Olhe-se para quem rega de combustível a floresta, por via da ausência de políticas de ordenamento e de investimento, e não só para quem está de fósforo na mão. Aí os temos, arautos da propriedade privada, a brandir o desleixo das gentes daquelas terras e a reclamar pela expropriação. Alguém já lhes perguntou se não terão dado conta de que nem cadastro florestal, que devia estar concluído em 2013, existe? Já alguém os interrogou por que razão os que deviam povoar esse Interior se viram obrigados a sair para fazer avançar o eucalipto ou porque se tenta sacudir o povo dos baldios para lá pôr pinheiros? Alguém já os questionou como querem que os que ainda ali estão, em níveis de subsistência, suportem os custos da limpeza quando sucessivos governos "permitem" às celuloses um preço de compra da madeira (que seria o retorno de rendimento) a 1/3 do preço da importada? Lá os vemos encolhendo os ombros escondidos por detrás das leis do mercado. Não, não é "a economia, estúpidos", são os interesses de classe associados aos grupos monopolistas. Já alguém os interpelou sobre o que têm em mente quanto ao destino dessas terras? A caminho de um banco de terras? Público? Ou na mão de fundos financeiros florestais e no bojo das celuloses?

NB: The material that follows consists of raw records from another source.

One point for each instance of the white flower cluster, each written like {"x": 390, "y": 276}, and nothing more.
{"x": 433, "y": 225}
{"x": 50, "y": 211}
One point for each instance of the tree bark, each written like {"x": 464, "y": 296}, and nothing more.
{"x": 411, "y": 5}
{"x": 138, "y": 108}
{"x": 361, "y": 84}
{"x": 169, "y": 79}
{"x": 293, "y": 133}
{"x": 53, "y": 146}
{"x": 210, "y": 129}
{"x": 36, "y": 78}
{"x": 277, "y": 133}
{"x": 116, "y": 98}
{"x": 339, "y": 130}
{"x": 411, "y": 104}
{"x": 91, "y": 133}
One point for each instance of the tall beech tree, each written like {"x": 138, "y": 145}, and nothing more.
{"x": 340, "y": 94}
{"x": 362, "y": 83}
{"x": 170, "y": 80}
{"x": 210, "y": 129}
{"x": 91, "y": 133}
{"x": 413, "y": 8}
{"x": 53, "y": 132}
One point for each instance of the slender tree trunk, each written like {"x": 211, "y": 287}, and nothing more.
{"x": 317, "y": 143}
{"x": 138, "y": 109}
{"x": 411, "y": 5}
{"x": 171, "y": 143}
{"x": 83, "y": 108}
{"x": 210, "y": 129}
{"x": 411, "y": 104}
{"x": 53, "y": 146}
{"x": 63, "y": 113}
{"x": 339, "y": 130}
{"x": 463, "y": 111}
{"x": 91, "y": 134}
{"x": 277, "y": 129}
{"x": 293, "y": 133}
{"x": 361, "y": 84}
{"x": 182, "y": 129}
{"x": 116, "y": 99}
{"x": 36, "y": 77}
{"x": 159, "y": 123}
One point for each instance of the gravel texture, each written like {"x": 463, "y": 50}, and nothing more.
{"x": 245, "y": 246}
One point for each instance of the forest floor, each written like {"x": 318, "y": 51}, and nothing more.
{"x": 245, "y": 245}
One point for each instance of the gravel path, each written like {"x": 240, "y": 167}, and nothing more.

Notável esta metamorfose: criaturas deslumbradas com as fileiras do papel e da celulose, rendidos à monocultura intensiva - do eucalipto e também do pinheiro -, entusiastas da entrega de milhões de euros de dinheiro público a grupos económicos - seja à Altri, Navigator ou Sonae - convertidos a devotos da socialização da terra! Aí os temos, os que iludem o que as políticas da União Europeia trazem de vulnerabilidades estruturais do interior e da floresta, a defender, por delírio é certo, um serviço europeu de Protecção Civil. Aí os temos, ainda, a propor estudar o que estudado está, a fingir que ignoram o que não quiseram fazer, a propor mais inquéritos agora de peritos "independentes" a pensar, presume-se, em especialistas e inquiridores vindos dos grupos económicos com interesses na floresta. Aí os temos, Cristas e Passos, a dizer coisas, protegidos pela falta de memória dos que não querem puxar por ela, como se agora tivessem chegado à terra escondendo que cortaram 150 milhões à floresta na reprogramação do QREN, que liberalizaram o plantio do eucalipto, que desmantelaram estruturas do Ministério da Agricultura, que cortaram a eito em tudo o que envolvia afectação de recursos ao ordenamento e à prevenção. Aí os temos calados, de Santana Lopes a Daniel Sanches, pais da parceria público-privada que, com a SLN e o BES, deram à luz esse monumento de eficácia que dá pelo nome de SIRESP. E aí os temos a ludibriar a opinião pública com a chamada reforma da floresta, esgrimida como bode expiatório ou varinha mágica, para fugir ao essencial. Não é por falta desta reforma florestal que estamos onde se vê. Tanto mais que com ela não se vai longe, não se dá resposta aos problemas cruciais, não rompe com os mesmos erros que nos trouxeram até aqui.

Querem respostas sérias? Desenterrem a Lei de Bases e a Estratégia Nacional para as Florestas aprovadas respectivamente em 1996 e 2006. Concretizem todas as medidas lá identificadas no calendário fixado. Invistam no ordenamento e na prevenção. Ponham a floresta e as populações à frente das imposições orçamentais da UE. Criem as centenas de equipas de sapadores em falta. Reponham o corpo dos guardas-florestais com os seus pontos e casas de apoio floresta dentro. Invistam na rede primária de faixas de gestão de combustível e faixas de segurança junto de infraestruturas. Assegurem preços da madeira que incentivem a gestão activa da floresta. E já agora, em vez de poupar umas décimas do défice, antecipem o dispositivo de protecção civil em pleno. Tivesse isto sido feito e teríamos sido, provavelmente, poupados à trágica dimensão do incêndio florestal iniciado em Pedrógão.